Ever avoid somebody because they're so ... well, er, different than you are? My own lack of hospitality to a stranger was revealed on a flight from Louisville to Boston. I’d secured an aisle seat towards the front and was looking forward to reading my book in peace.
I was hoping I’d have all three seats in the row to myself when a girl dressed in tight black clothes -- part Goth, part trash queen -- pushed past my knees. She swore as she stumbled into the window seat. Noting her spiky black hair, pale skin, tattoo, and the hook dangling from a pierced lip that accentuated her angry expression, I knew I didn’t have to worry about making small talk. This rebel would have nothing to say to a nerdy older person like me.
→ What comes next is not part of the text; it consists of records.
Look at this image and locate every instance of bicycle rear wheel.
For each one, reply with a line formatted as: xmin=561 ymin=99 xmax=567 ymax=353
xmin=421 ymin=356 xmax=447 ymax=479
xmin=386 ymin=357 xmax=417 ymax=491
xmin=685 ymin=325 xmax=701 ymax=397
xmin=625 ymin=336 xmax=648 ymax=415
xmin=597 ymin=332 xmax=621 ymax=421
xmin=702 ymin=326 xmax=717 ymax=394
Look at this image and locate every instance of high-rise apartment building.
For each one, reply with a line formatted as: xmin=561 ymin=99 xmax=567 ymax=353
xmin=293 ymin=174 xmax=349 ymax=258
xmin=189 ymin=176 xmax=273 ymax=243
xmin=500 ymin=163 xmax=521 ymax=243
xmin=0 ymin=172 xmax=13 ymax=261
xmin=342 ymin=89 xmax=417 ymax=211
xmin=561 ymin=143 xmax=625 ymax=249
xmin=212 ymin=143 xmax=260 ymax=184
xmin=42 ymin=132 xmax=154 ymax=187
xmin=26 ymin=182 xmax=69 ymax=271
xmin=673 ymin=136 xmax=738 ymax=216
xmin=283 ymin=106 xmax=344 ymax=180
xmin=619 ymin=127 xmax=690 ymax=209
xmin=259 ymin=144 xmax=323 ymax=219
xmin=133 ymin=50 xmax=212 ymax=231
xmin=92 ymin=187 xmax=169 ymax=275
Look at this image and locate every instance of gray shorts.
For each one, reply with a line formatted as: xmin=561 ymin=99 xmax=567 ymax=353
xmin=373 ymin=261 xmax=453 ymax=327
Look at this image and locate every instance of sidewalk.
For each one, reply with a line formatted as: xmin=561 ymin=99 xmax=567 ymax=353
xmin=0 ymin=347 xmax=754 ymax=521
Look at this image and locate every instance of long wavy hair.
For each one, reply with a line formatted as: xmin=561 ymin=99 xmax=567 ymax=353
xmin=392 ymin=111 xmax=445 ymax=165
I went back to my book, but as the plane began to gather speed for takeoff, I noticed the Goth princess hugging herself tightly. I looked over. No way! Yes! This pierced and tattooed alien who’d used the "F-word" instead of "excuse me" was actually ... crying.
My maternal instincts shifted from neutral into high gear. "What’s the matter, sweetheart?" I asked.
"I’m — I’m scared of flying!" she blurted out frantically. An open hand, green fingernails, skull ring, and all, was thrust into the empty seat between us. "Could you hold my hand — just during takeoff and landing?"
I did, of course. She let go only once we were high in the air with the seatbelt sign turned off, and I dried my sweaty palm surreptitiously. My row-mate kept her nose (and hooked lip) plastered against the window and didn’t say a word the whole flight. About twenty minutes before we were scheduled to land, the same open hand plunked down on the empty seat between us. Again I took it, and again she clutched mine until we reached the gate.
We parted without saying much, but I’ll always be thankful for the way this particular traveling companion forced me into being hospitable. Her vulnerability exposed my condemnation and kindled a courtesy that had been lacking in my heart. And anybody representing the King of hospitality must be armed with courtesy, ready for all the green-tipped hands reaching out for His.